It seems COOL is way ahead, riding a new wave of interest in religion. Here's an article that discusses the future of religion, and the same idea that COOL expouses - Creating your own religion!
Religion is in
Marijke van den Berg
People in the Netherlands can once again own up to their religion although the nature of that religion is increasingly becoming an individual choice.
In their book De Toekomst van God (The Future of God) trend-watcher Adjiedj Bakas and journalist Minne Buwalda predict that an increasing number of people will put together their own "hodge-podge god".
At the same time, it's young people who are turning back to orthodox religion, according to The future of God.
While churches are emptying in the Netherlands, Bakas and Buwalda are saying that religion is back. More than just back: religion in the 21st century going to become increasingly important, says Buwalda.
"The traditional forms of faith are indeed on the decrease. People are looking for different ways to experience religion and are shopping round to create their own God."
A good example of a hodge-podge God is the belief in reincarnation. Buwalda says:
"Reincarnation comes from Indian religions, like Hinduism and Buddhism, but research reveals that 50 percent of people in the Netherlands believe in it. That includes a lot of Christians although it is not among the official teachings of the church."
That does not always mean that religion has become more superficial nowadays in Buwalda's eyes.
"There are some people who do go reli-shopping and are not prepared to sacrifice anything for their religion. To them it is just another commodity. But many people are really seeking spiritual truth."
To see that religion is experiencing a comeback, you just have to take a look at gift shops, where spiritual symbolism has become a commercial commodity, according to the authors. Maria statues are on the shelf next to Hindu scented candles and Buddhist prayer flags are sold alongside crucifixes.
Spiritual top 5
1. Islam, mainly in big cities
2. Orthodoxy, mainly among young people
3. Charismatic churches such as the Pentecostal church
4. Hodge-podge God - mixed forms of religions
5. Buddhism among Europe's elite
Young people in particular find religious symbols trendy. Nevertheless, Bakas claims these religious objects are more than just a fad. He believes the current mixing of beliefs has resulted from globalisation. "Many people think the world is changing too quickly," says Bakas.

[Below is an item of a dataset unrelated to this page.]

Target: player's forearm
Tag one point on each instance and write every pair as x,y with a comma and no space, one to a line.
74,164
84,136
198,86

"People long for the old-fashioned security God used to provide in the old days, but at the same time they want to shape God into something that meets today's demands, and matches their experience of other religions and cultures. What you see is everyone is finding their own form of belief. Religion has become individualised."
1. Religion is increasingly becoming a personal choice
2. Orthodoxy is on the rise
3. Religion and spirituality are back in politics
4. Increased influence of (new) media on religious beliefs
5. Religion is becoming more commercial
6. Believers are seeking intense religious experiences
7. People are putting together their own God
Orthodox young people
Nevertheless, Bakas and Buwalda say some young people are reaching back to orthodox forms of religion precisely because their parents have liberated themselves from religion. Bakas says:
"The last generation shook off religion in the sixties. Their children grew up without religious dogmas. Now young people are choosing orthodoxy as a reaction to their upbringing. But they are doing it in their own way, for example in their own youth churches or during religious festivals. They are looking for god and meaning in the masses."